CASE REPORT
Mevrouw M. was een 23-jarige afgestudeerde zonder familie of voorgeschiedenis van significante medische of psychiatrische aandoeningen. Haar psychiatrische ziekte met een sluipend begin en een ononderbroken verloop van 3 jaar werd gekenmerkt door mompelen en lachen om zichzelf, en uitkleden in het openbaar zonder reden, sociale terugtrekking, prikkelbaarheid en woede-uitbarstingen, waanbeelden van verwijzing en vervolging, en auditieve hallucinaties van het commandotype; maar geen significante affectieve of cognitieve symptomen. Twee jaar geleden had zij zonder reden, maar met een ernstige suïcidale intentie, toiletreinigingsvloeistof geconsumeerd zonder enig medisch vervolg. Sindsdien was zij onder psychiatrische behandeling, waaronder 5 ECT’s, en de laatste 9 maanden tabletten quetiapine 400 mg, chloorpromazine 150 mg, risperidon 4 mg en clonazepam 2 mg per dag; met gedeeltelijke verbetering (GAF score-30) ondanks goede therapietrouw verzekerd door de familie.
Na een woede-uitbarsting nam zij 14 tabletten quetiapine 100 mg in en binnen een uur werd zij naar onze spoeddienst gebracht. Er was geen voorgeschiedenis van een andere gelijktijdige overdosis drugs. Het lichamelijk onderzoek was normaal, behalve slaperigheid en tachycardie (140/minuut); er was geen ademhalingsdepressie. Het onderzoek van de mentale toestand toonde een goed oriëntatievermogen, bevelende auditieve hallucinaties, duidelijke vijandigheid en woede-uitbarstingen. Ze gaf geen reden op voor de overdosis. Routine hematologie, biochemie, en röntgenfoto’s van de borst waren normaal; ECG toonde supraventriculaire tachycardie (167/minuut) en minimale ST-depressie in de afleidingen V1 tot V6. Maagspoeling werd binnen 2 uur na overdosering uitgevoerd; lorazepam 2 mg i/v werd eenmaal gebruikt om agitatie te controleren. Na 14 uur observatie op de spoedeisende hulp werd zij naar huis gestuurd.

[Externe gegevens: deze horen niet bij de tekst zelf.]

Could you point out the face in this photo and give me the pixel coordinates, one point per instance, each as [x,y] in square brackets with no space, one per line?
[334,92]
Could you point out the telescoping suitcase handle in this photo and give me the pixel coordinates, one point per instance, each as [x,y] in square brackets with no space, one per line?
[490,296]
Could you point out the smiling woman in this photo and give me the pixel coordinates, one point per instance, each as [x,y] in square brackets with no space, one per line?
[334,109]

De volgende dag werd op de psychiatrische poliklinische follow-up quetiapine verhoogd tot 600 mg per dag (risperidon en clonazepam werden niet voorgeschreven). Drie weken later dwong een nieuwe suïcidale poging door het doorsnijden van haar pols haar tot opname op de afdeling psychiatrie. Een herhalings ECG toonde supraventriculaire tachycardie (152/minuut); er waren geen andere cardiale symptomen/signalen, en hematologie en biochemie waren allemaal normaal. De cardioloog oordeelde ‘medicatie-bijwerking’ en adviseerde geen actieve interventie. De tachycardie verminderde in de loop van de volgende week. Zonder verbetering met meer dan 8 weken quetiapine 600 mg per dag, werden 9 alternerende dag ECT’s gegeven. Het uitblijven van verdere verbetering en haar in het verleden beste respons op de combinatie quetiapine-risperidon leidde tot reïnductie van risperidon, verhoogd in 3 weken tot 6 mg/dag. Niet-farmacologische maatregelen (activiteitenplanning, versterkingsregime/penning-economie) werden ook toegevoegd. Gedurende de volgende 9 weken vertoonde ze aanzienlijke verbetering, tot een GAF score van 76. Haar herstel van de overdosis verliep zonder problemen en had geen nadelige invloed op de re-integratie van quetiapine of risperidon en succesvolle plastische chirurgie voor herstel van de nervus medianus, beschadigd tijdens het doorsnijden van de pols. Met goede therapietrouw gedurende het laatste anderhalf jaar heeft zij haar verbetering behouden. Tijdens de follow-up 4 weken terug toonde haar hartonderzoek en herhaal ECG geen afwijking behalve sinus tachycardie (100/minuut).